Zwei Waiblingerinnen haben in der Fußgängerzone für Aufsehen gesorgt: Auf bunten Zetteln suchten sie nach frischen Ideen für die Innenstadt. Viele Passanten machten mit.

Rems-Murr: Phillip Weingand (wei)

Waiblingen - Viele Waiblinger haben in den vergangenen Wochen beim Flanieren durch die Lange Straße gestaunt. Das leere Schaufenster des ehemaligen Damenmodegeschäfts Scala war über und über beklebt mit großen bunten Zetteln. Der auf Schildern geschriebenen Aufforderung „Was fehlt in der Fußgängerzone? Schreib deine Ideen dazu“ waren viele nachgekommen. Neben einer Teestube, einem Spielkartenladen, einem Familiencafé oder einem Kino haben sich manche Teilnehmer der Aktion unter anderem einen Plattenladen gewünscht. Jemand hat auch – mit Zwinker-Smiley, daher wohl nicht ganz ernst gemeint – „Asylheim“ hingeschrieben. Auch ein Reparaturcafé, ein Casino, eine Sushi-Bar oder eine Starbucks-Filiale wünschen sich manche.

 

„Nur noch Optiker und Handyläden“

Hinter der Aktion stecken die beiden Waiblingerinnen Andrea Ertz und Silke Goll. Als „Waiblinger Ideentausch“ haben sie schon andere „Guerilla“-Projekte verantwortet. Etwa den mit Gedichten behängten „Frühlingsbaum“, der gerade auf der Erleninsel zu sehen ist. Das Ziel all ihrer Aktionen ist, die Waiblinger zum Mitmachen zu ermuntern. Der jüngste Streich hat zudem einen aktuellen Hintergrund: „Uns kommt es manchmal so vor, als ob es in der Waiblinger Innenstadt nur noch Optiker und Handyläden gäbe“, erklärt Andrea Ertz.

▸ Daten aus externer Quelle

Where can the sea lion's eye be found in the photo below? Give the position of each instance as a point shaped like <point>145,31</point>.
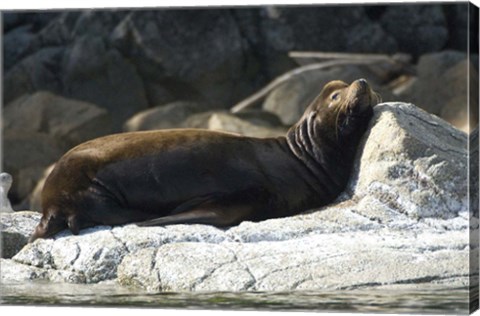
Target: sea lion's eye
<point>335,96</point>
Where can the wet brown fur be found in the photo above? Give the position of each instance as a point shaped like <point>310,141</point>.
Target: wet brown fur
<point>199,176</point>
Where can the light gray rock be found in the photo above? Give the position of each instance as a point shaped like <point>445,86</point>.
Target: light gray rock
<point>14,272</point>
<point>413,163</point>
<point>381,224</point>
<point>5,185</point>
<point>16,228</point>
<point>448,95</point>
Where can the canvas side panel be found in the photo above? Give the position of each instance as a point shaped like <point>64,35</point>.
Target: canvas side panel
<point>473,81</point>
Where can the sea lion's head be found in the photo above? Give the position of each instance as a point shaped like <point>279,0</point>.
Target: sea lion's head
<point>340,111</point>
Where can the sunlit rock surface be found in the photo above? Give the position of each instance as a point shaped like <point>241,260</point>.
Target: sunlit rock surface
<point>403,220</point>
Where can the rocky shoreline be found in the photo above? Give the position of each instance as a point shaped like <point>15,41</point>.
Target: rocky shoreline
<point>403,221</point>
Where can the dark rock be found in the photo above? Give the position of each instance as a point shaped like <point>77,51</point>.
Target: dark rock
<point>70,121</point>
<point>96,73</point>
<point>26,157</point>
<point>17,44</point>
<point>208,58</point>
<point>37,20</point>
<point>161,117</point>
<point>39,71</point>
<point>418,29</point>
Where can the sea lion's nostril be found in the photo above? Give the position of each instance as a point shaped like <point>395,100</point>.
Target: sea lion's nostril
<point>363,82</point>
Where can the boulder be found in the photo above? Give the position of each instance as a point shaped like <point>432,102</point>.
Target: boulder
<point>67,120</point>
<point>418,166</point>
<point>447,95</point>
<point>405,205</point>
<point>417,29</point>
<point>18,43</point>
<point>38,71</point>
<point>163,117</point>
<point>26,156</point>
<point>16,228</point>
<point>97,73</point>
<point>35,198</point>
<point>5,185</point>
<point>210,60</point>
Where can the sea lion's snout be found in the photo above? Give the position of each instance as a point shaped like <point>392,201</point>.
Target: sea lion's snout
<point>360,96</point>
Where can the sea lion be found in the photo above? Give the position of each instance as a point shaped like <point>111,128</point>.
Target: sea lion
<point>200,176</point>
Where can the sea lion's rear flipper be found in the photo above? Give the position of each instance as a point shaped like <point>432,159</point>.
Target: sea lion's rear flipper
<point>210,215</point>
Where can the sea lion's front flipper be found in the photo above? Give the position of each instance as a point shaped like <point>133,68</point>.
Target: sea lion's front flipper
<point>210,215</point>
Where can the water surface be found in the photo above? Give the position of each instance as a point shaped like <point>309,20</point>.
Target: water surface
<point>435,300</point>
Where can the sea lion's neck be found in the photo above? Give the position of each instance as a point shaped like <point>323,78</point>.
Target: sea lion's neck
<point>315,152</point>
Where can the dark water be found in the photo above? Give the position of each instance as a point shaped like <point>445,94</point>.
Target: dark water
<point>430,301</point>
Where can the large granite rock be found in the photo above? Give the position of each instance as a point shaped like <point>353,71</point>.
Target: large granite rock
<point>442,87</point>
<point>403,220</point>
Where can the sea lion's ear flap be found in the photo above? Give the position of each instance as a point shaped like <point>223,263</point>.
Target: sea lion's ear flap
<point>73,224</point>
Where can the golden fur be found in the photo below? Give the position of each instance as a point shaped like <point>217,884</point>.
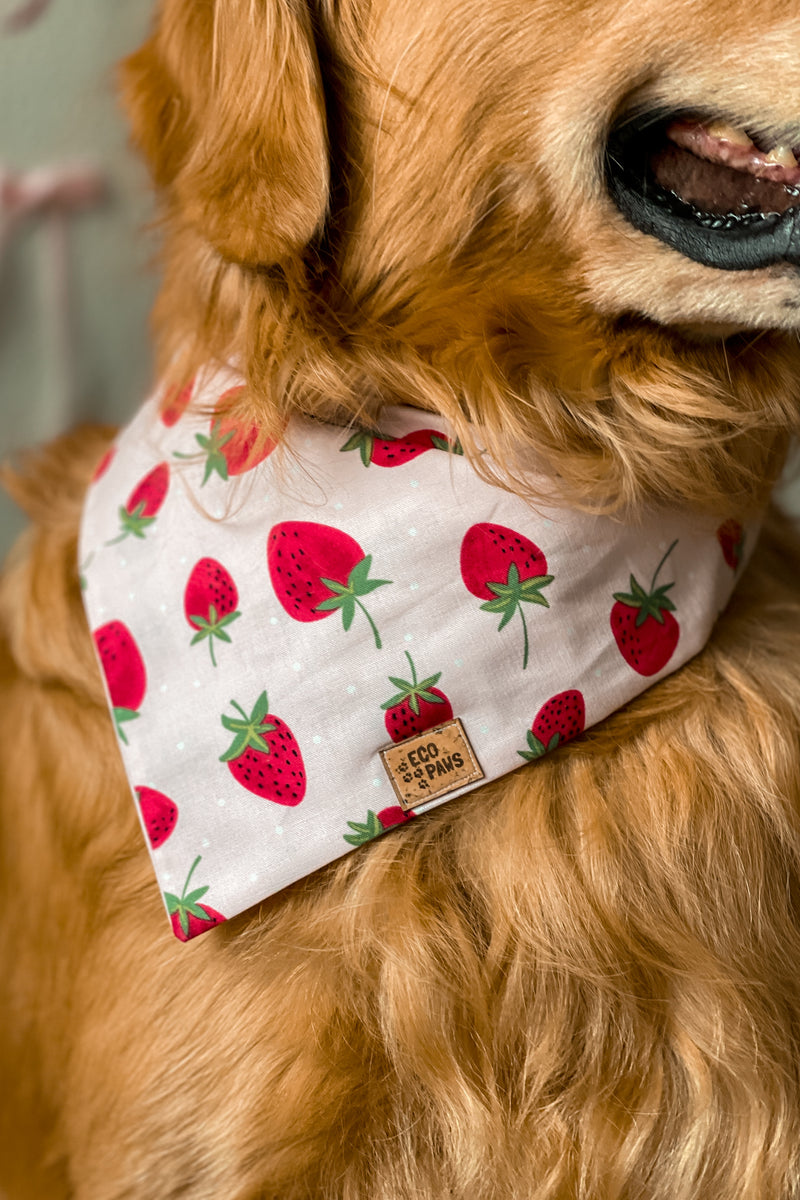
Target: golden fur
<point>582,982</point>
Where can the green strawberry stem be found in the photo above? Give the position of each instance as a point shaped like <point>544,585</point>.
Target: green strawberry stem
<point>250,731</point>
<point>194,865</point>
<point>525,643</point>
<point>414,691</point>
<point>653,582</point>
<point>372,624</point>
<point>120,715</point>
<point>132,523</point>
<point>346,595</point>
<point>511,595</point>
<point>208,628</point>
<point>187,903</point>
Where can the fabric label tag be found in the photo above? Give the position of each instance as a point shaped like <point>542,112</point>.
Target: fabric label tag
<point>431,765</point>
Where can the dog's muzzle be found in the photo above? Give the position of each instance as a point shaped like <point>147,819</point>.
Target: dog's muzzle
<point>707,189</point>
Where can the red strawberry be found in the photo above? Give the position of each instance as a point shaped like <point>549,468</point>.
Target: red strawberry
<point>317,570</point>
<point>124,669</point>
<point>643,624</point>
<point>560,719</point>
<point>175,402</point>
<point>188,917</point>
<point>264,756</point>
<point>103,465</point>
<point>395,451</point>
<point>376,825</point>
<point>158,814</point>
<point>416,706</point>
<point>232,448</point>
<point>732,539</point>
<point>210,603</point>
<point>505,569</point>
<point>144,503</point>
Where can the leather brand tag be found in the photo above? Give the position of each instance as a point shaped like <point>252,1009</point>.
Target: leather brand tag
<point>431,765</point>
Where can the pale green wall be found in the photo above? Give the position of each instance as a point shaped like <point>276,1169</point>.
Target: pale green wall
<point>58,102</point>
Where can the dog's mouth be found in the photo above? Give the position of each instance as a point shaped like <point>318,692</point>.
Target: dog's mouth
<point>708,189</point>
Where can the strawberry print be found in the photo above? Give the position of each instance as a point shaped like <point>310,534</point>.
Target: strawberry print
<point>732,539</point>
<point>175,402</point>
<point>376,825</point>
<point>187,915</point>
<point>560,719</point>
<point>506,570</point>
<point>143,504</point>
<point>415,707</point>
<point>643,624</point>
<point>158,814</point>
<point>125,672</point>
<point>264,756</point>
<point>210,603</point>
<point>317,570</point>
<point>230,448</point>
<point>395,451</point>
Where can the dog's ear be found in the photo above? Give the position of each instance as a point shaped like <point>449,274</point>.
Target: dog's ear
<point>227,105</point>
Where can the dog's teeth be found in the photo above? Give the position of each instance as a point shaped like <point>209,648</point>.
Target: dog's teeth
<point>726,132</point>
<point>782,156</point>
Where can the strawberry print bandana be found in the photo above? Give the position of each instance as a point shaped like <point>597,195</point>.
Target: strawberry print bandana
<point>305,648</point>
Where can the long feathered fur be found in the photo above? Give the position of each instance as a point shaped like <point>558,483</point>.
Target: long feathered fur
<point>581,982</point>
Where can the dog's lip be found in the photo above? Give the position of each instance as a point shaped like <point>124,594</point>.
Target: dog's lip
<point>726,216</point>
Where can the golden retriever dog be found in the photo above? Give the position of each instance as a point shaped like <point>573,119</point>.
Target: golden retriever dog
<point>572,226</point>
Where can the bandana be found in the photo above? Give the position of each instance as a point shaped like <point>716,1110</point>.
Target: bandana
<point>304,649</point>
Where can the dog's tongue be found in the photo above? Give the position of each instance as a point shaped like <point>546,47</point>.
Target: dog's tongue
<point>717,142</point>
<point>719,171</point>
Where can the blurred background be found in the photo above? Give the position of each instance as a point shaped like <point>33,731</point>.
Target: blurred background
<point>76,275</point>
<point>76,256</point>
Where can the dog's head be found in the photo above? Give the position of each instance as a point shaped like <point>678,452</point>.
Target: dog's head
<point>540,220</point>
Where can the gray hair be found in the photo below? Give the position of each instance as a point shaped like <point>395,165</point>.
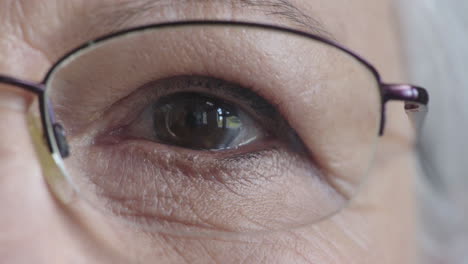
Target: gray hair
<point>435,34</point>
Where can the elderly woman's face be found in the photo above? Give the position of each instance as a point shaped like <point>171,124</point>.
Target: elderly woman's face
<point>152,191</point>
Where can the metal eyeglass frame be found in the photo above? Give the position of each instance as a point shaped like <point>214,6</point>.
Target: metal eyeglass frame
<point>416,98</point>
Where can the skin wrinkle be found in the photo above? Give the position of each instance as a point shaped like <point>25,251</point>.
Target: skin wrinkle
<point>127,12</point>
<point>314,251</point>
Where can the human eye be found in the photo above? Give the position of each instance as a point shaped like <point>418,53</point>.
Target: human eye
<point>215,128</point>
<point>200,113</point>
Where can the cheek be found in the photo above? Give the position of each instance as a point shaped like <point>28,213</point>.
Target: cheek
<point>160,188</point>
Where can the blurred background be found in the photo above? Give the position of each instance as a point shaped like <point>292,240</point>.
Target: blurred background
<point>435,37</point>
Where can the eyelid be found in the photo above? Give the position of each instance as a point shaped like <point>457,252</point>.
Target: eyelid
<point>253,104</point>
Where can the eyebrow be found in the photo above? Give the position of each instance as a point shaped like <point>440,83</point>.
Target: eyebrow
<point>118,16</point>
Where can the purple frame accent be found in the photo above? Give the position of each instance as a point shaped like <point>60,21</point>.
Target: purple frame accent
<point>415,98</point>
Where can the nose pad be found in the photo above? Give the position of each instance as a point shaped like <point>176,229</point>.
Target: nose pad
<point>61,139</point>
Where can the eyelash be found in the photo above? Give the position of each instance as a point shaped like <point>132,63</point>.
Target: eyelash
<point>138,100</point>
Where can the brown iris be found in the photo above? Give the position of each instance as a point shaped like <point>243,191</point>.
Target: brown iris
<point>196,121</point>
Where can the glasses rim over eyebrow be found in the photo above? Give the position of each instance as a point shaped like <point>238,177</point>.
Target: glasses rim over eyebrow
<point>415,98</point>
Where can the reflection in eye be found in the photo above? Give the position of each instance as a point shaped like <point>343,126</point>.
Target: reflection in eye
<point>199,120</point>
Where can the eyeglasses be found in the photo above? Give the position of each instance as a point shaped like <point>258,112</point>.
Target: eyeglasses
<point>215,125</point>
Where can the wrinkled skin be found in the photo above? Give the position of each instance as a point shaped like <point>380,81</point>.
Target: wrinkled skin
<point>377,227</point>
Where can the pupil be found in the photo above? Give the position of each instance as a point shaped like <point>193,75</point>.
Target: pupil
<point>196,121</point>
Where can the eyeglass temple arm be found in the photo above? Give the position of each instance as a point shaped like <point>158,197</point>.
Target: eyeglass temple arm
<point>416,100</point>
<point>29,86</point>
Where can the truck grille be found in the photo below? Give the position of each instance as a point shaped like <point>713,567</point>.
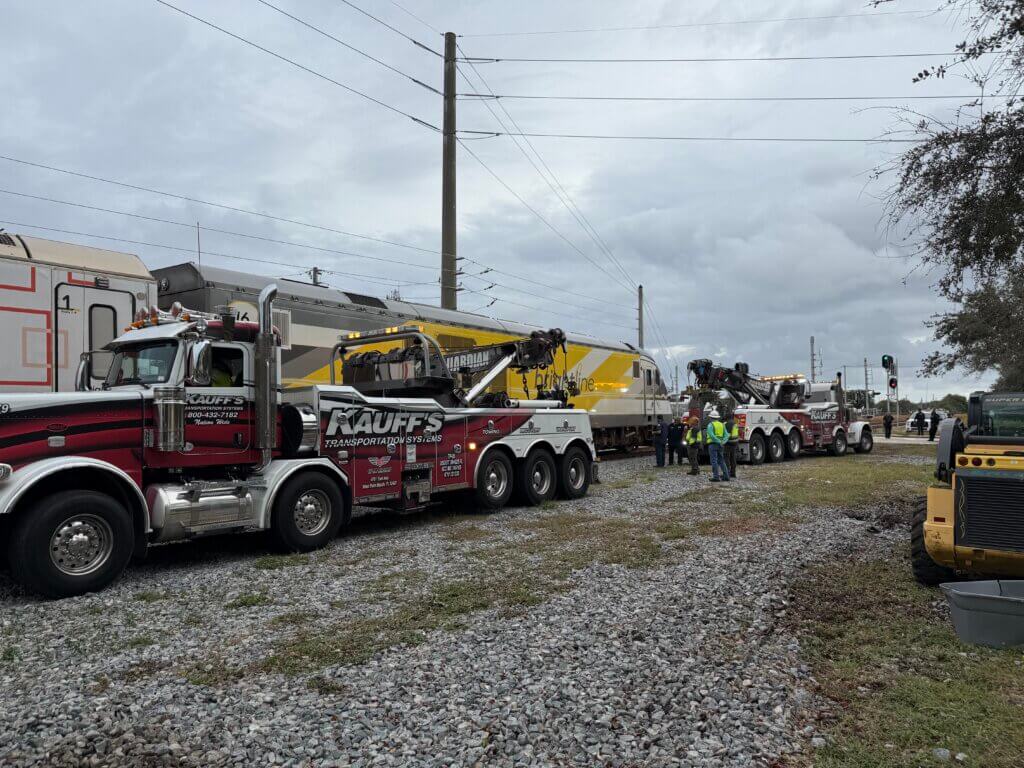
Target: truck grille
<point>989,512</point>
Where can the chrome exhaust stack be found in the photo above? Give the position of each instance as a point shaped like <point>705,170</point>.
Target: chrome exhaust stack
<point>266,378</point>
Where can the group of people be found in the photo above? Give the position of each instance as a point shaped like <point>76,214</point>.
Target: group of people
<point>919,421</point>
<point>686,438</point>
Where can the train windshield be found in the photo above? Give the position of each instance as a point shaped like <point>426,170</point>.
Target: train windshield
<point>141,364</point>
<point>1003,415</point>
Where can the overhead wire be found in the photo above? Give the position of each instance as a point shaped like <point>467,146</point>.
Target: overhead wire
<point>342,43</point>
<point>706,59</point>
<point>368,278</point>
<point>692,25</point>
<point>295,64</point>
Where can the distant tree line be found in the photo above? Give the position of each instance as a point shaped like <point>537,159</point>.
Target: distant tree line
<point>956,199</point>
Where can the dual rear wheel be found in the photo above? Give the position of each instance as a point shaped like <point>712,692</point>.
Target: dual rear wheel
<point>536,479</point>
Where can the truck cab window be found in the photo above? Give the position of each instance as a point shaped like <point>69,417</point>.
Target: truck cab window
<point>227,367</point>
<point>141,364</point>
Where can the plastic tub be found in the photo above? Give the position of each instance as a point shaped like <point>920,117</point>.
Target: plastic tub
<point>987,612</point>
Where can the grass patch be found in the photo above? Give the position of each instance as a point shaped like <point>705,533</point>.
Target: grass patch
<point>151,596</point>
<point>469,532</point>
<point>292,619</point>
<point>249,601</point>
<point>273,562</point>
<point>878,647</point>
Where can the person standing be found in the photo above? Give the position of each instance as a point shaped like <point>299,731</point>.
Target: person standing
<point>732,444</point>
<point>676,442</point>
<point>660,440</point>
<point>717,436</point>
<point>694,438</point>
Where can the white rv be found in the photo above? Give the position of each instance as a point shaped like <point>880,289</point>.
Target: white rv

Für ihre Zettelaktion hätten sie nach einem leer stehenden Geschäft gesucht und den ehemaligen Mode-Scala-Laden gefunden. „Die 250 Zettel, die wir aufgeklebt hatten, wurden alle vollgeschrieben“, sagt Ertz voller Freude über den regen Zulauf. Ihre Mitstreiterin Silke Goll hat ein Vorschlag besonders amüsiert: „Ein Studio, in dem kleine Fische zur Pflege an den Füßen der Kunden knabbern, könnten wir uns in dem Laden tatsächlich gut vorstellen“, erzählt sie lachend. Auffallend viele Teilnehmer hätten sich aber auch ein schwäbisches Lokal gewünscht. „Und das fehlt in der Waiblinger Innenstadt tatsächlich.“

Der Eigentümer des Hauses, in dem die Zettelaktion über die Bühne geht, ist die Dettinger Immobilienfirma Stonehenge. Einer der beiden Geschäftsführer, Stefan Russ, hat den Frauen grünes Licht für ihre Vorhaben gegeben. „Ich habe gesagt, das ist eine lustige Aktion, und sie kostet nichts“, sagt er und freut sich, dass die Initiative „scheinbar gut angekommen ist“.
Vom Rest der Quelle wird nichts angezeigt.